Im aktuellen Management-Mainstream wird der Wertschätzung überragende Wirkung zugeschrieben: Sie macht müde Mitarbeiter munter, verantwortungsbewusst und kreativ – angeblich. Auf der anderen Seite ist Wertschätzung im Unternehmen ein süßes Gift mit Risiken und Nebenwirkungen.

Ich gebe Ihnen hier mal fünf Anwendungsempfehlungen an die Hand, wie Sie Wertschätzung in Ihrem Unternehmen risikoarm und zielführend einsetzen können.

 

# 1: Gezielt statt flächendeckend

Was Sie am besten ganz nach hinten in Ihren Wertschätzungs-Giftschrank stellen, sind undifferenziert und inflationär gebrauchtes Lob und flächendeckende Prämien. Die führen nur zu Desorientierung und Demotivation Ihrer Mitarbeiter. Und – sie führen zum Abfall von deren Leistung.

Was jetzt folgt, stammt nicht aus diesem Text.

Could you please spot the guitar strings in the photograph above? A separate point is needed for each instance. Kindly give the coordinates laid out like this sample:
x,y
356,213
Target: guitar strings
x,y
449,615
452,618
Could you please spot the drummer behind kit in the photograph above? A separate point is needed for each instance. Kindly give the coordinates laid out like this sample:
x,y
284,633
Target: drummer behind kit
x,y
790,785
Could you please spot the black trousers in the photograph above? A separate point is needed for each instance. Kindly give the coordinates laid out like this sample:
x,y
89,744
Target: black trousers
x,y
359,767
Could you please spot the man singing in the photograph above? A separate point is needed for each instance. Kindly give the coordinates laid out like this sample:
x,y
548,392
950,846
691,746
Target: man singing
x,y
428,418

Und noch etwas züchten Sie sich damit heran: bodenlose Forderungen. Denn wenn Sie Lob verteilen, ohne dass die Mitarbeiter wissen, für welche Leistung überhaupt: Was erwarten diese erst von Ihnen, wenn Sie mal eine echte Extra-Meile einfordern?

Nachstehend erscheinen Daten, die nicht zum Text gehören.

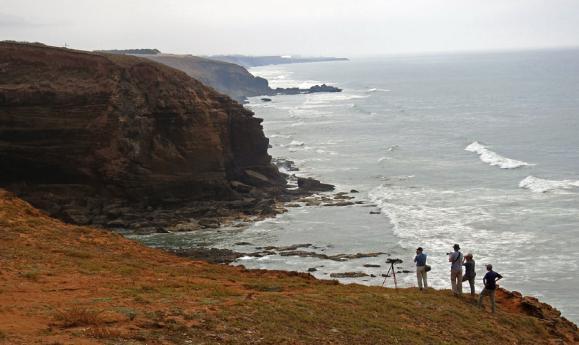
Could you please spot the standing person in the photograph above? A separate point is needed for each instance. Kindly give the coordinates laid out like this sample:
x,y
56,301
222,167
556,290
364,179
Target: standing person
x,y
490,281
456,259
420,260
469,272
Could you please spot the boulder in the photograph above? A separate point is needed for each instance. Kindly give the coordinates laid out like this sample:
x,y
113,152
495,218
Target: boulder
x,y
309,184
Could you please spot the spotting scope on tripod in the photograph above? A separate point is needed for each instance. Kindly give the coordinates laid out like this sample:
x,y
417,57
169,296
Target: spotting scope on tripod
x,y
392,271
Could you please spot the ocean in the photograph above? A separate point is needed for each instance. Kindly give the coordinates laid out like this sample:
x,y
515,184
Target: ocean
x,y
477,149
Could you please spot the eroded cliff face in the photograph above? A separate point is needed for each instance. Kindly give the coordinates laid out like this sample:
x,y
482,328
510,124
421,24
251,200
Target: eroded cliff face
x,y
90,127
228,78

Setzen Sie solche wahllose Wertschätzung deshalb, wenn überhaupt, maximal sparsam ein.

Gezielte Wertschätzung ist schon besser, doch auch da heißt es aufpassen.

 

# 2: Anerkannt statt gelobt

Ein Lob ist immer mit der Bewertung eines Menschen und einer Beziehung verknüpft. Deshalb ist Loben im Unternehmenskontext eine zweischneidige Sache.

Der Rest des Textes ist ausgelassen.